El sueño al volante

El sueño al volante es una circunstancia  que produce un gran número de accidentes de tráfico. La DGT informa de que, además de los siniestros en los que el conductor se queda completamente dormido, la propia somnolencia (es decir, tener sueño) afecta gravemente a las capacidades para circular con seguridad.

Numerosos estudios demuestran que la causa de muchas salidas de vía, numerosos alcances traseros o de distintos tipos de distracciones, se encuentra un conductor que no había descansado suficientemente la noche anterior, que estaba bajo la influencia de determinados fármacos sedantes o que padecía algún trastorno de sueño.

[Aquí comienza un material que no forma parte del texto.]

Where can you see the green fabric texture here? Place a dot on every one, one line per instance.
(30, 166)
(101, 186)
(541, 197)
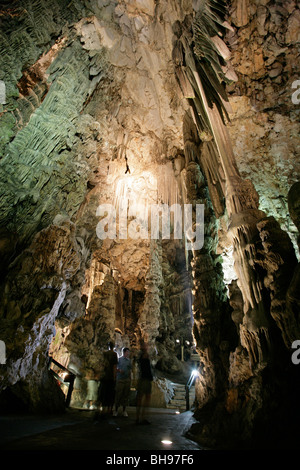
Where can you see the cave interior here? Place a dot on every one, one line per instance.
(150, 191)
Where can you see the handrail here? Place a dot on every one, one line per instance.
(68, 380)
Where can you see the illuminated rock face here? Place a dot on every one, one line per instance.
(117, 105)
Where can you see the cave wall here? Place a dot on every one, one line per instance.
(118, 103)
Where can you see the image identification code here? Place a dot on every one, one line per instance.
(153, 459)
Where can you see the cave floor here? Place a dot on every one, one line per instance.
(80, 430)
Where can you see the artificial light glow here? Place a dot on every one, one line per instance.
(166, 442)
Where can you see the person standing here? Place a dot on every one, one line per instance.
(108, 380)
(144, 386)
(123, 382)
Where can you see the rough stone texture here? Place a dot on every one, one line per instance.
(125, 103)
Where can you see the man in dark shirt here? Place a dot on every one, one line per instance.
(108, 381)
(144, 387)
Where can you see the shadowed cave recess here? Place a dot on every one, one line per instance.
(131, 104)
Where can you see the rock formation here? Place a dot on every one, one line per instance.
(112, 109)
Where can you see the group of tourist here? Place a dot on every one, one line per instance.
(115, 383)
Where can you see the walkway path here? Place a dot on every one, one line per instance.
(78, 430)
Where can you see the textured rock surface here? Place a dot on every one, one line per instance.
(128, 103)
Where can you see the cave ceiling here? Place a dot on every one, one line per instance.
(131, 104)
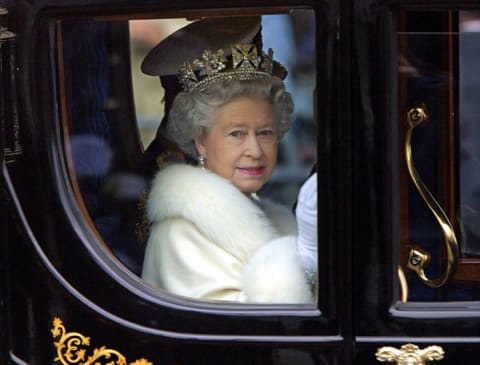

La somnolencia es la probabilidad de quedarse dormido en un momento determinado y viene dada principalmente por cuatro factores:

  1. EL MOMENTO DEL DÍA.
    La madrugada (entre 3 y 5 ) y las primeras horas de la tarde (entre 14 y 16) son los momentos en que el sueño aparece con más facilidad
  2. LA ESTIMULACIÓN AMBIENTAL Y EL NIVEL DE ACTIVIDAD DEL CONDUCTOR.
    La conducción monótona, por carreteras o autopistas sin estímulos que requieren atención constante, cómo curvas, cambios de nivel etc. , favorecen la aparición del sueño.
  3. LAS DIFERENCIAS INDIVIDUALES DE CADA CONDUCTOR
    La hora del día en que uno se siente más despierto varia mucho de una a otra persona. Es importante respetar los ritmos de cada conductor sin forzar situaciones: Algunas personas tienen mayor capacidad de concentración a primera hora del día y otras justo lo contrario. Lo importante es conocerse y ser coherentes con ello a la hora de planificar un viaje,
  4. LAS HORAS DE VIGILIA CONTINUADA
    Como es evidente, a más horas de vigilia continuada más fácil es que aparezca el sueño.  Un factor que estimula la aparición del sueño es no descansar adecuadamente la noche anterior, ya que la recuperación en las horas de sueño no habrá sido completa.

CONSEJOS PARA EVITAR LA SOMNOLENCIA AL VOLANTE:

  • Evitar conducir en la madrugada (de 3 a 5 de la mañana) y a primera hora de la tarde (entre 14 y 16 horas)
  • Evitar los trayectos largos, especialmente por la noche.
  • Interrumpir siempre la conducción cada 2 horas o cada 200 km. Estas pausas serán de al menos 20-30 minutos. Sin embargo, en condiciones desfavorables (conducción nocturna o niebla, fatiga, etc.) será necesario parar con mayor frecuencia.
  • Tratar de no adoptar una postura excesivamente relajada al volante y sujetarlo con firmeza.
  • Ventilar adecuadamente el interior del vehículo. Por ejemplo, la acumulación del humo de los cigarrillos o el calor son circunstancias que pueden facilitar la aparición del sueño al volante. Dirigir algunas de  las salidas de aire hacia el cuerpo o los brazos, pero nunca directamente  hacia los ojos.
  • Intentar romper la monotonía del viaje escuchando música estimulante o bien manteniendo conversaciones con los otros pasajeros, etc
  • No tomar comidas copiosas ni alcohol antes de conducir. Respecto a los estimulantes (como, por ejemplo, el café o el té), se deben utilizar con precaución para evitar el efecto rebote.